At the same time, it is obvious that our criticism of dendrochronology as well as of the C14 method reaches through to the absolute chronology of the Post Glacial. The minimum duration for the tree-ring chronologies to be constructed was estimated at approximately 10.000 years because of the date (which is part of common property in science, although it is amazing how little substantiated it is). One of the persons who substantiated this number was G.J. de Geer, who drew up a Warwen chronology at the beginning of this century going back 7.000 years which was worked out with similar methods and is supposed to have come about exclusively Postglacial. We consider the comment, which we have encountered on a number of occasions, namely that this chronology conforms at least roughly with modern calibrated C14 data (although we haven’t yet come across the corresponding publication), as one touchstone for our criticism. It has only been presented here in its rudiments.

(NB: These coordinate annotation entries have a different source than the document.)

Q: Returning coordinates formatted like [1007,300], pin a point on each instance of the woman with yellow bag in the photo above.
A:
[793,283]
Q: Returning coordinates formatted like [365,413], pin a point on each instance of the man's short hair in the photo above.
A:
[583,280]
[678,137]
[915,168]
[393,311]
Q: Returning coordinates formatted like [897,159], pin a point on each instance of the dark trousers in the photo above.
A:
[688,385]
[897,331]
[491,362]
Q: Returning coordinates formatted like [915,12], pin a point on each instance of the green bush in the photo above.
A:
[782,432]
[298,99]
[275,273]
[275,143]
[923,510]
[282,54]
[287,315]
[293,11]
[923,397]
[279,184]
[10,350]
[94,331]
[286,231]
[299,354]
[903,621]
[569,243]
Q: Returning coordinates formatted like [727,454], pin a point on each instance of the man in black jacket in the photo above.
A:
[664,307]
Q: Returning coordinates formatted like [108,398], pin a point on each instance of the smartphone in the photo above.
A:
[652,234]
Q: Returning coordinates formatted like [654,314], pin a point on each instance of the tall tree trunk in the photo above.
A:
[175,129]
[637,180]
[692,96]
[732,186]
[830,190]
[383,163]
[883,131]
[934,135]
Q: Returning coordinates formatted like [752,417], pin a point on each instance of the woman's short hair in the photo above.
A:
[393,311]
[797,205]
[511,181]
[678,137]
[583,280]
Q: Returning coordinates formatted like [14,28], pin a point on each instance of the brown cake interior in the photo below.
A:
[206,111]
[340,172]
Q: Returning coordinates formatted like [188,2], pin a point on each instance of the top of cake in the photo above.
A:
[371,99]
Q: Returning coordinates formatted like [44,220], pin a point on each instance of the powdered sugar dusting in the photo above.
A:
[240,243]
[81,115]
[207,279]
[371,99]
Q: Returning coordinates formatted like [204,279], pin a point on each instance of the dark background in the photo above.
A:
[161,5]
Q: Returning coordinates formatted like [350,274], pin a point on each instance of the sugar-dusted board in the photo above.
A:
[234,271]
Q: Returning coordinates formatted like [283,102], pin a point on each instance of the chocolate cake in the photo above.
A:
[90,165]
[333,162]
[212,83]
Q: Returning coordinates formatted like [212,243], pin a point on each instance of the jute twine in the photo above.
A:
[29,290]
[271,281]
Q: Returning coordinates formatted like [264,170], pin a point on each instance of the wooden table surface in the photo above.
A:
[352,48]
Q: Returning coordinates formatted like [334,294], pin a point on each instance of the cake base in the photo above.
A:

9. Remark About the Possibility of Wiggles
It is our experience that difficulties occur when analyzing the interdependence of the production rate of C14 and the actual C14/C12 relation as starting activity for an organism which stopped metabolism. It seems to be not easy to accept that the production rate for C14 becomes negative on principle when the calibration curve changes the sign (described as curve-form C). Lowering of the rate is not enough. Of course there can be no negative production of C14, so flow-in of C12 instead must occur. The only effect we learned of so far and which can produce the wiggled form of the curve is the upwelling of ocean-layers with fossile carbondioxid (which diffuses into the atmosphere to lower the actual concentration of C14 faster than by radioactive decay alone). Discussion of this effect continues. If this comes out as the main cause for the “wiggles” the Simultaneity Principle must break down for the globally inhomogenous character of the so-called oceanic “conveyor belts”.
Once again we want to emphasize that the real production rate must be an order of numbers larger than the always cited imaginary and never measured value of ca. 7.5 kg per year and that the ocean-layers do not upwell just in a way that it might compensate this production rate in bringing the calibration line into the neighbourhood of the bisector of the cartesian coordinates referring to calendar and conventional radiocarbon age respectively. The well-known calibration curve is in the end the product of fitting the dendro-sequences to that bisector instead of fitting them exclusively mutually in a methodologically satisfying procedure.